Nous ne savons pas ce que veut dire ce mot de Morlaquène, qui porte, il nous semble, une marque nettement stendhalienne. Serait-ce un ouvrage sur les Morlaques, le Voyage de Fortis par exemple, que Mérimée aurait eu fini de lire? ou bien, est-ce un surnom appliqué par lui à l'un de ses amis? M. Félix Chambon, qui a eu l'extrême obligeance de mettre à notre disposition sa vaste érudition mériméiste, penche pour cette dernière hypothèse et croit que le mot désignerait Victor Jacquemont ou Stendhal. On n'apportera probablement pas de réponse définitive à la question, mais ce qui est certain,—et suffisant pour le moment,—c'est qu'à l'époque où Mérimée écrivait cette ligne, c'est-à-dire, jour par jour, une année entière avant la publication de la Guzla, il s'occupait de la «Morlaquie» et des «Morlaques», en parlait à ses amis et y faisait des allusions qui étaient comprises de ses familiers. Cela est d'autant plus important à constater que, quelques admirateurs trop fervents de Mérimée mystificateur (et, nous l'avouons, nous sommes parfois de ce nombre), ne cessent pas de représenter la Guzla comme un livre improvisé même en matière d'impression, comme si elle avait été écrite, composée, imprimée, reliée, mise dans le commerce, enfin, oubliée par son auteur lui-même,—dans l'espace du seul et beau mois d'août de l'an de grâce 1827.
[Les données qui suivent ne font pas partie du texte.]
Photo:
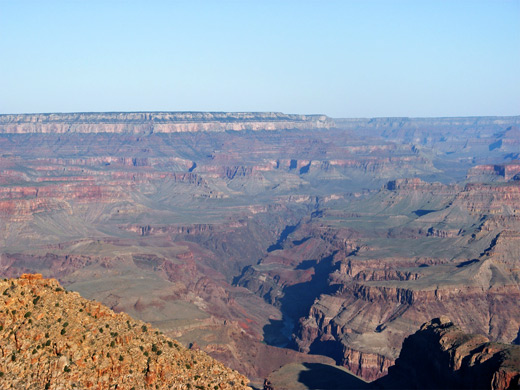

M. Chambon pense que la Guzla fut peut-être écrite en collaboration avec Ampère[450]. Cela est fort possible, mais les preuves suffisantes nous font toujours défaut. Les lettres de Mérimée à Ampère sortiront-elles un jour de quelques cartons oubliés et jetteront-elles une nouvelle lumière sur les origines du recueil de ballades illyriques? Nous n'en savons rien. Pourtant, si nous ne pouvons dire certainement que la Guzla fut écrite en collaboration avec Ampère, nous croyons pouvoir assurer qu'elle fut écrite (du moins dans sa plus grande partie) sous les yeux du «compagnon de voyage». C'est Mérimée même qui le raconte dans sa lettre à Sobolevsky, et qui le laisse entendre dans la préface de 1840: «On me mit au défi; et le lendemain j'apportai à mon compagnon de voyage cinq ou six de ces traductions. Je passai l'automne à la campagne. On déjeunait à midi et je me levais à dix heures; quand j'avais fumé un ou deux cigares, ne sachant quoi faire avant que les femmes ne paraissent au salon, j'écrivais une ballade.» Cela se passait, donc, avant le départ d'Ampère (6 août 1826): autre preuve que la Guzla fut composée avant 1827[451].
Reste à savoir pendant quel «automne» et dans quelle «campagne»? Fut-ce pendant l'automne 1826 (si l'on peut appeler ainsi le mois de juillet et le commencement d'août!) à Boulogne-sur-Mer d'où est expédiée la lettre à Stapfer, sur cette «plage romantique», patrie de l'Inconnue[452]? Ou ne faudrait-il pas reporter d'une année en arrière la naissance,—nous entendons la confection du manuscrit,—de la Guzla et chercher la «campagne» ailleurs qu'à Boulogne-sur-Mer?
Les correspondances publiées jusqu'à aujourd'hui ne nous permettent pas de répondre d'une façon certaine à cette double question; mais, comme nous avons dû renoncer à placer en 1827 la composition de la Guzla, de même nous rejetterons l'opinion d'Eugène de Mirecourt selon qui elle aurait été «fabriquée à Paris, dans un bureau de ministère[453]», prétention d'autant plus dangereuse qu'Eugène de Mirecourt est une des «autorités que l'on consulte toujours, mais qu'on ne cite jamais». Non seulement la Guzla ne fut pas écrite à Paris, mais surtout elle ne le fut pas dans un «bureau de ministère», car Mérimée n'entra dans l'Administration que plus tard. Encore en 1828, il «attendait, de pied ferme, son ambassade[454]».